Sous tous les rapports, il a trompé bien des gens. Comme homme, il manquait d’élégance, et l'on en a conclu qu'il était grossier. Comme homme d'étude, il a dérangé plus d'un système, et l'on en a conclu qu'il manquait de connaissances. Comme homme de goût, il a péché contre toutes les lois communes, et l'on en a conclu qu'il manquait de goût.

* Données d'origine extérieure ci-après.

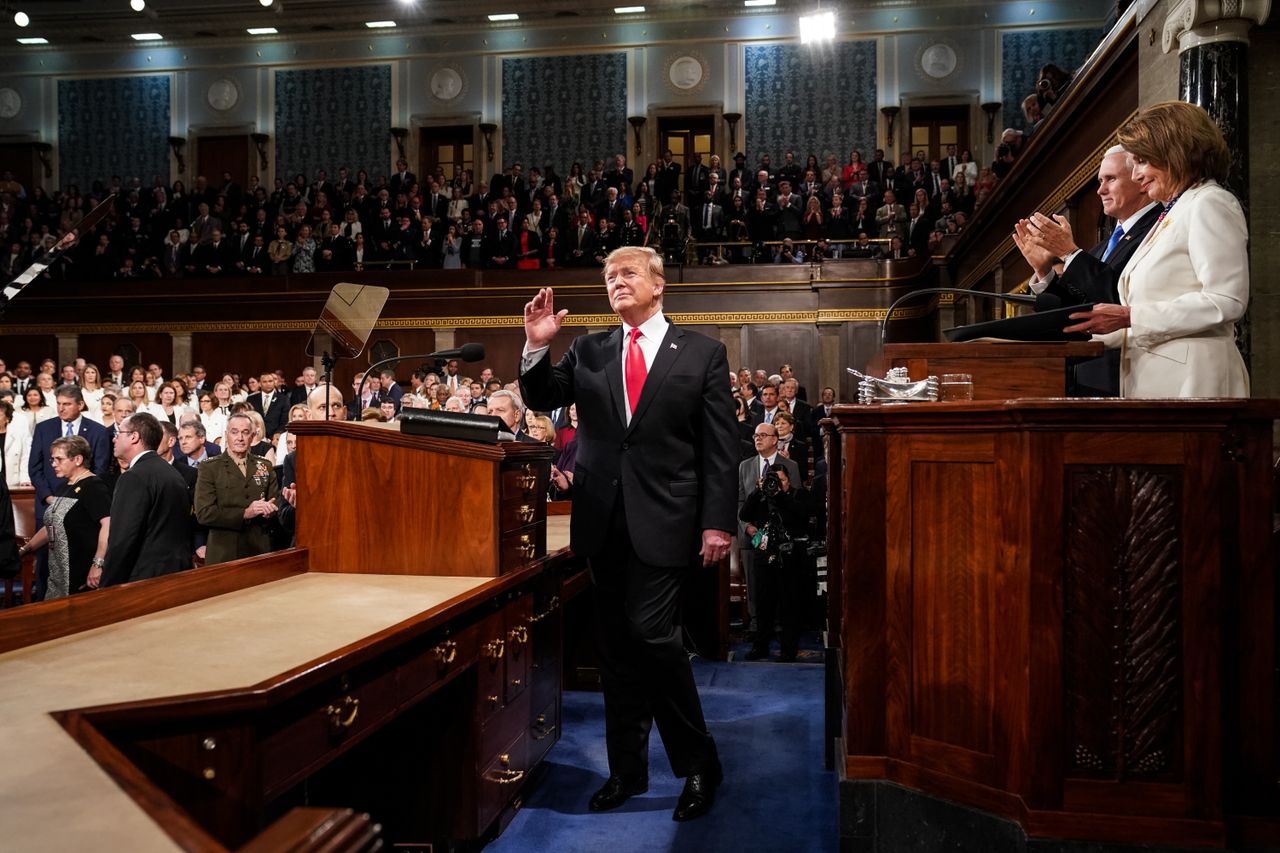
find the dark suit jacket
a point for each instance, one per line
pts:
(41, 466)
(278, 416)
(673, 465)
(150, 523)
(1087, 281)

Comme artiste épris du beau, il a donné des choses de la terre quelques idées fort laides.

Personne n'a pas remarqué qu'il regardait ailleurs.

En tout état de cause, si fort qu'on le vantât, si méchamment qu'on l'ait dénigré, si injustement qu'on l'ait pris, en bien comme en mal, à l'inverse de sa nature, personne n’a soupçonné exactement sa vraie grandeur.

Telle est cependant sa force créatrice que cet esprit si particulier, si personnel, donne aux sujets qu'il traite une expression générale, un sens intime et typique que les grands penseurs ou dessinateurs épiques n'atteignent pas toujours.

En procédant à sa façon, en extrayant de cet œuvre si vaste et de ce multiple génie ce qui le représente en son principe, et en éliminant sa palette, ses pinceaux, ses huiles colorantes, ses glacis, ses empâtements, tout le mécanisme du peintre, on arrive enfin à saisir l'essence première de l'artiste.

Rembrandt est tout entier esprit, tendances, imaginations, rêveries, bon sens, chimères.

Il sera difficile voire impossible de rendre et de reproduire ses œuvres, la réalité sans rien pour décor, ni fioriture, vingt eaux-fortes de lui le révèlent, font pressentir tout le peintre, et, mieux encore, l'expliquent : même insistance, même étrangeté dans le savoir faire, même désespoir et totale réussite par l'expression.